Aaron had long since stopped paying attention to any of the monitors. He was just staring at the wall, listening to the speaker, as if it were some kind of intense radio play.

"I'm sorry about that, folks," Schram said. "To tell you the truth, I've always harbored a suspicion that she was one of those Anita Hill types. You know, comes on real sexy and then turns around ten years later and says you've been harassing her."

Out in the hallway, Aaron could hear the secretary's high heeled shoes clacking and popping as she returned. He stuck his head out the door.

She was storming back toward the interview room, her face a ghoulish vision of streaked mascara. And she was carrying a gun. Aaron withdrew his head and slammed the door.

"This is what you deserve, you son of a bitch!" she screamed, and then three quick explosions overwhelmed the speaker system.

"I should kill you all, because you're witnesses!" the secretary said. "Don't anybody move from your chairs!"

The only thing Aaron could do now was look at the TV monitors. The subjects' faces had turned into sweating, distorted fright masks. Their eyes were wide open, darting back and forth, they were blinking rapidly, their jaws trembled, several held their hands over their faces, trying not to scream.

One of them - the debt-hounded wage slave - suddenly held both of his hands straight out in front of his face and turned his head to one side, bracing for the impact of a bullet.

A metallic click sounded from the monitor speaker.

"Shit!" the secretary said. "I'm out of bullets."

This revelation triggered a burst of emotions on the computer screens that was more vivid than anything seen yet.

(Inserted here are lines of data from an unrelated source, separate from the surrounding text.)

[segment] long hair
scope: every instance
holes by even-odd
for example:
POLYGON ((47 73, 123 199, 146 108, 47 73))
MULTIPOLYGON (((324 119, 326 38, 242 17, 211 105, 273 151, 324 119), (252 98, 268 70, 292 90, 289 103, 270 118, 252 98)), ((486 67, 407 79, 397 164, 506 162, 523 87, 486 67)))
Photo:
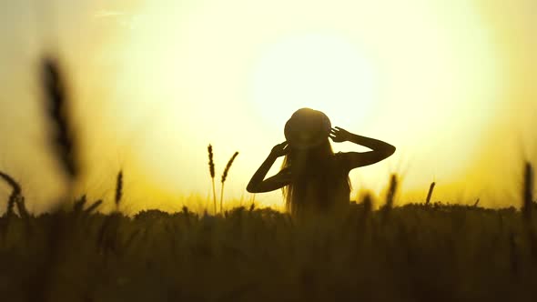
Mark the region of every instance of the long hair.
POLYGON ((327 212, 337 203, 334 198, 347 198, 350 181, 349 175, 342 175, 338 168, 336 156, 327 138, 317 146, 298 150, 290 147, 285 156, 281 170, 289 169, 289 185, 282 188, 286 208, 293 216, 307 212, 327 212), (338 190, 339 189, 339 190, 338 190), (346 196, 341 196, 341 189, 346 196))

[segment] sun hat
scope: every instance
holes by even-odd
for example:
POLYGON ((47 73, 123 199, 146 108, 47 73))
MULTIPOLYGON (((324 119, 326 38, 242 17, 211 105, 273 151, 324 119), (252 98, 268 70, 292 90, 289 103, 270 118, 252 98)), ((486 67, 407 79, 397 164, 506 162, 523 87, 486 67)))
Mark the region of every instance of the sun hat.
POLYGON ((331 124, 322 112, 301 108, 285 123, 284 135, 291 147, 307 149, 329 137, 331 124))

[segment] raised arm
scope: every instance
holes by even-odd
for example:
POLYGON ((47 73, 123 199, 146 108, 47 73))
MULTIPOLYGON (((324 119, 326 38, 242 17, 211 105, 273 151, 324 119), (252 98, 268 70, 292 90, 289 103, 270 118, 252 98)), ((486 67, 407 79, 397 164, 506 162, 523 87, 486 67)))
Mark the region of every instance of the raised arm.
POLYGON ((289 170, 279 171, 279 173, 274 176, 265 179, 267 173, 270 170, 276 158, 287 155, 288 152, 289 146, 287 142, 276 145, 258 171, 254 173, 254 176, 246 187, 247 191, 249 193, 269 192, 278 190, 279 188, 289 185, 290 183, 290 174, 289 170))
POLYGON ((378 163, 390 157, 395 152, 395 146, 388 143, 370 137, 358 136, 338 126, 331 129, 330 137, 336 143, 349 141, 367 146, 372 150, 368 152, 344 153, 344 161, 349 170, 378 163))

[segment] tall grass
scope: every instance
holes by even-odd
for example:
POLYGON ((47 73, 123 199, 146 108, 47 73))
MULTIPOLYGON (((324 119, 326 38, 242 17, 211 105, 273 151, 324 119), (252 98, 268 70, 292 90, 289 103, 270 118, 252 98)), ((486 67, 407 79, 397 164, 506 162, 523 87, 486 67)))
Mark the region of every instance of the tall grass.
POLYGON ((229 158, 229 161, 228 161, 228 165, 226 165, 226 168, 224 169, 224 173, 222 173, 221 187, 220 187, 220 213, 222 213, 222 210, 223 210, 224 184, 226 183, 226 178, 228 178, 228 173, 229 173, 229 168, 231 167, 231 165, 233 165, 233 161, 235 161, 235 158, 237 157, 237 156, 238 156, 238 152, 235 152, 233 154, 233 156, 231 156, 231 158, 229 158))
POLYGON ((213 206, 214 206, 214 213, 217 214, 217 190, 215 189, 215 161, 214 161, 214 155, 213 155, 213 146, 209 144, 207 147, 208 152, 208 173, 211 177, 212 186, 213 186, 213 206))
POLYGON ((431 202, 431 197, 432 197, 432 191, 434 190, 435 186, 435 182, 431 183, 431 186, 429 186, 429 192, 427 193, 427 198, 425 198, 425 205, 429 205, 431 202))
POLYGON ((121 203, 121 197, 123 197, 123 170, 117 173, 116 178, 116 196, 114 198, 116 204, 116 210, 119 210, 119 204, 121 203))
POLYGON ((19 196, 22 196, 22 188, 19 183, 16 182, 12 176, 8 174, 0 171, 0 178, 4 179, 4 181, 11 186, 11 195, 9 196, 9 199, 7 200, 7 210, 6 214, 8 216, 13 214, 13 209, 15 205, 20 199, 19 196))
POLYGON ((74 123, 70 118, 71 104, 67 85, 56 58, 45 57, 41 65, 41 83, 51 127, 51 145, 63 170, 70 180, 79 174, 78 149, 74 123))

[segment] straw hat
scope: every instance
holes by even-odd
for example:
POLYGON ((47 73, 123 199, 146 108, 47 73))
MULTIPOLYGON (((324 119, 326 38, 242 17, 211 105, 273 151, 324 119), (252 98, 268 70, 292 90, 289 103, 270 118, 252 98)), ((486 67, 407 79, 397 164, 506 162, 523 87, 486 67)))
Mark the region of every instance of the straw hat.
POLYGON ((331 124, 322 112, 301 108, 285 124, 285 138, 290 146, 307 149, 322 143, 329 137, 331 124))

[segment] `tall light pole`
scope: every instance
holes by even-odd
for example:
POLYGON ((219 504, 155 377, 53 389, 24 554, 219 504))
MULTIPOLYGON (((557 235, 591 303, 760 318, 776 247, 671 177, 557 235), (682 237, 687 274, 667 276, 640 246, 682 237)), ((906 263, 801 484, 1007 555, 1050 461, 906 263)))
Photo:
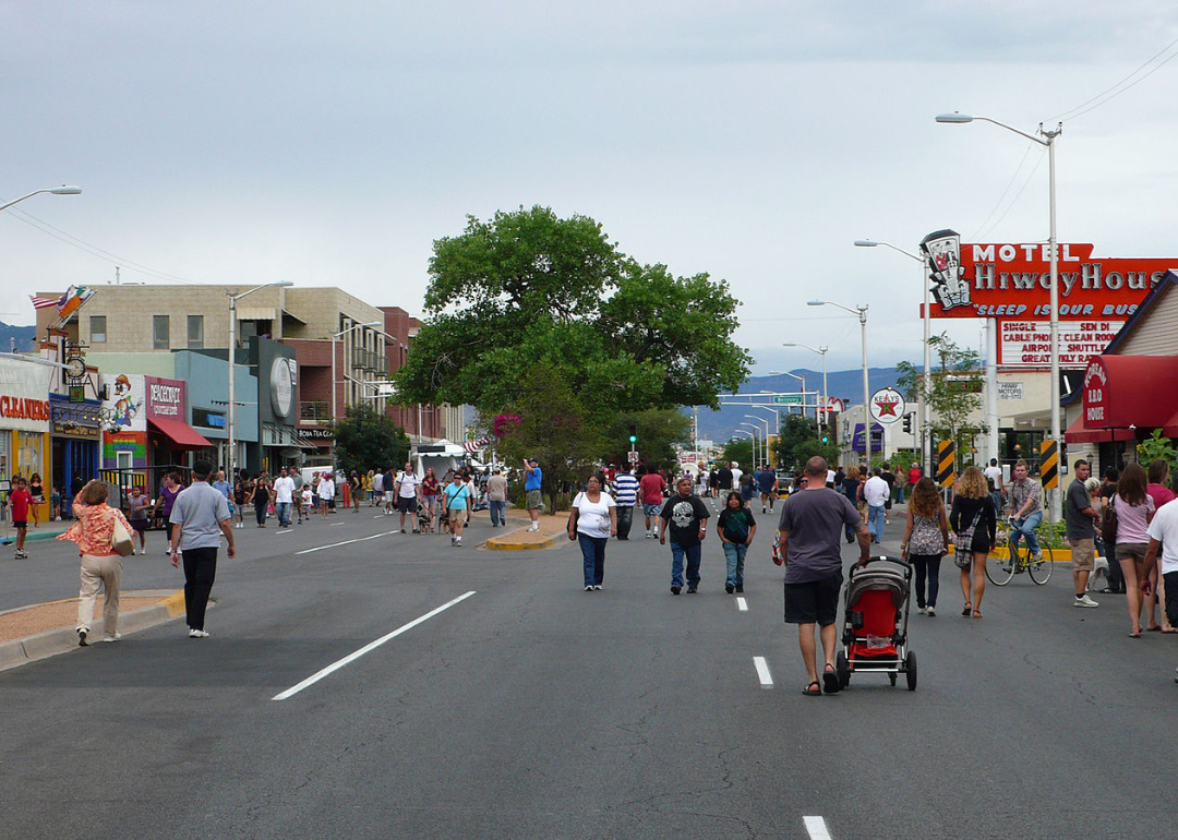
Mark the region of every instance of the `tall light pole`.
MULTIPOLYGON (((924 349, 925 372, 920 377, 920 390, 916 392, 916 396, 920 398, 920 462, 921 467, 925 470, 925 475, 931 476, 935 472, 935 470, 933 470, 932 441, 928 437, 928 430, 932 428, 933 424, 932 405, 928 398, 929 396, 928 383, 932 382, 932 379, 929 379, 929 371, 932 370, 933 364, 932 364, 932 350, 928 344, 928 339, 932 336, 931 336, 931 320, 929 320, 929 309, 928 309, 929 307, 928 277, 925 273, 926 271, 925 260, 920 258, 920 254, 912 253, 911 251, 905 251, 902 247, 896 247, 892 243, 875 242, 873 239, 855 239, 855 247, 876 247, 878 245, 882 245, 884 247, 889 247, 896 253, 902 253, 905 257, 916 260, 916 263, 920 265, 920 286, 924 290, 924 302, 920 312, 920 320, 921 320, 921 326, 924 328, 925 331, 925 349, 924 349)), ((995 426, 997 423, 998 421, 994 421, 995 426)), ((998 431, 995 429, 994 435, 997 434, 998 431)), ((997 455, 998 452, 995 451, 994 455, 991 457, 994 457, 997 455)))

"Freeze!" another voice shouted, a deep male voice. "Nobody move! Put the weapon on the floor, ma'am."

Aaron couldn't see what was happening, but he could see the relieved expressions on the subjects' faces, he could see the emotional response on the computer monitors. On the speaker, he heard the litany of the Cop Show Bust: "Lie down on your stomach and lace your fingers together behind your head. Don't move and nobody will get hurt."